New Hampshire Woman Gains Strength After Beating Lymphoma

Kasey Gossom

I think it was a big wake up call, that life is very fragile. It’s been a crazy ride. I’m definitely more aware and grateful.

All Kasey Gossom knew was that she felt tired all the time. She was only 24, but she nevertheless blamed it on getting older.

“I thought maybe I was just out of shape, so I started CrossFit,” she remembered.

But nothing helped. She turned 25 and still felt exhausted. Then, she noticed two swollen lymph nodes near her collarbone.

“Enough is enough,’” she told herself. She went to the doctor, but was only diagnosed with Cat Scratch Fever and given antibiotics.

She was only taken seriously after she went to the emergency room with chest pain in February 2016. That’s when a CAT scan revealed she had five tumors; she was officially diagnosed with Hodgkin’s Lymphoma.

Within two weeks, Kasey was undergoing biweekly chemotherapy treatments. Still, she continued working at a local salon and kept the apartment she shared with her roommate in Dover, N.H. “I don’t think I even wanted to acknowledge that I was sick,” she said.

Kasey, a Communications graduate of the University of New Hampshire; was still trying to figure out her career path when cancer took over her life. She was used to being independent, so she strived to keep her life as normal as possible.

In August, scans showed her cancer was still present. Her doctor recommended a stem cell transplant at Dana Farber in Boston. It meant a leave of absence from work and moving home to her parents. “I knew I would be really sick,” she said.

Casey GossomHer work was extremely supportive and set up a benefit for her, she said. And her parents and older sister took excellent care of her.

In February 2017, she checked in to Dana Farber for about a month of intense chemo. Travel to Boston, overnight stays and parking was very expensive for her family – a grant from the Joe Andruzzi Foundation helped cover costs.

Kasey also drew strength from her aunt, who survived cancer in 1983 after receiving a blood transplant from her father. “She’s my role model,” Kasey said.

After her treatment, Kasey returned home, where she was quarantined for 100 days. She was very sick, but it was hard to be so inactive. “Needless to say, I watched a lot of Netflix,” she said, laughing.

“Some days I felt lucky to be alive.” Other days, watching her friends live their lives on social media was tough.

She was able to continue treatment at the Seacoast Cancer Center in New Hampshire, which made life easier. “The center was amazing throughout my treatment,” she said. “They always made me feel so comfortable, and my doctor and nurses were great.”

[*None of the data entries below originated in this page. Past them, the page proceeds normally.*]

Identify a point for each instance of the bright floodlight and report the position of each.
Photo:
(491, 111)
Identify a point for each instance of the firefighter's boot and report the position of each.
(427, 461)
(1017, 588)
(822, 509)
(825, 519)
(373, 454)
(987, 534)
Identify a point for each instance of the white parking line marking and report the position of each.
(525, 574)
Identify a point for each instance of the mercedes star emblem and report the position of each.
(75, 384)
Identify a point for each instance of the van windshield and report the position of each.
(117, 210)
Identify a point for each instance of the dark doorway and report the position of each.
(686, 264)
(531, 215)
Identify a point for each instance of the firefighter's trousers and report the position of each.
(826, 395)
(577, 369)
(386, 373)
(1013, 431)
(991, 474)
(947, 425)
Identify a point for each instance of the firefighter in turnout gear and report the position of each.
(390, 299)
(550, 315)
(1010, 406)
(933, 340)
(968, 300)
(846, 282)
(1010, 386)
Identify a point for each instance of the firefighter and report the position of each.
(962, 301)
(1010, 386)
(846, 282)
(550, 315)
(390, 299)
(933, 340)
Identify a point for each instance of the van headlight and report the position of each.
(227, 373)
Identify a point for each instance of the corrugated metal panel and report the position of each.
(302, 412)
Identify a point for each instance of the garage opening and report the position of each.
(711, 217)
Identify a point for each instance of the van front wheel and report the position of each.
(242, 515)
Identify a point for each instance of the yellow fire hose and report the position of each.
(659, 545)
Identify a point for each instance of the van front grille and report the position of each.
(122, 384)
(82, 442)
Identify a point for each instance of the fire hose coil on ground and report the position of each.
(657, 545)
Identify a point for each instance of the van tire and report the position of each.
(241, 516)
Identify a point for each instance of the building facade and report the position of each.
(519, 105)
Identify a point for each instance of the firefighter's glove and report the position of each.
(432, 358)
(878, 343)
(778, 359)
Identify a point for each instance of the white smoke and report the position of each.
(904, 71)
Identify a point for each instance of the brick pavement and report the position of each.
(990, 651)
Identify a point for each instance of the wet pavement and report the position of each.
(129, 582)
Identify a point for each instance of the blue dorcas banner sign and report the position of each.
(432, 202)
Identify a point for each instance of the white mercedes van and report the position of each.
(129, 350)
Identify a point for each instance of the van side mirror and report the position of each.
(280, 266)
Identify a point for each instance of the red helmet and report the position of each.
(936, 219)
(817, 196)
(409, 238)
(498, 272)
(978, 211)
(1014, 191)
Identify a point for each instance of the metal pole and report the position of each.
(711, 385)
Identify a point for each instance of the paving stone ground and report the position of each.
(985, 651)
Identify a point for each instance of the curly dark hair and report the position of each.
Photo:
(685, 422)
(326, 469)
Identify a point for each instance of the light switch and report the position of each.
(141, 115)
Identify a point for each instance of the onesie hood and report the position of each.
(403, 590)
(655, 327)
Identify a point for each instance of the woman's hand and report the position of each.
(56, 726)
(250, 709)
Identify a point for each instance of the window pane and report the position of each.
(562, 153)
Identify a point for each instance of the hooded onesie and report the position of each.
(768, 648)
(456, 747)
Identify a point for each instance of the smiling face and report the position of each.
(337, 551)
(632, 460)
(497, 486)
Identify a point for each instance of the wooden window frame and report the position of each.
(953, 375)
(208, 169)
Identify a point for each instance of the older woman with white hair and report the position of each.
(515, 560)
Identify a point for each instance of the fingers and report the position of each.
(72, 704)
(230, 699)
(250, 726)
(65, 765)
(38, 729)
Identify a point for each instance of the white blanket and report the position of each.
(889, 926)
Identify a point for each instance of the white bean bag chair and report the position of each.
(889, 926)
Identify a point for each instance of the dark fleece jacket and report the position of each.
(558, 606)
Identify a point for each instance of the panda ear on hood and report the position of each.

She finished in summer of 2017 and slowly started to reclaim her life. Ahead of her lay three months of limbo, anxiously waiting for testing, “not knowing if it was gone.”

But in September, a scan showed she was in remission. Kasey still had a lot of pain, but every day she did a little more. “One day in December, I woke up and I wasn’t in pain,” she said. “It was so weird. I thought, is this what normal people feel like?”

Now 27, Kasey is making plans for her future. She wants to travel and help other young people fighting cancer. She’s working out. And she’s rebuilding her life, hanging out with her “amazing” friends, who literally sat by her side through treatment and recovery.

“I think it was a big wake up call, that life is very fragile,” she said. “It’s been a crazy ride. I’m definitely more aware and grateful.”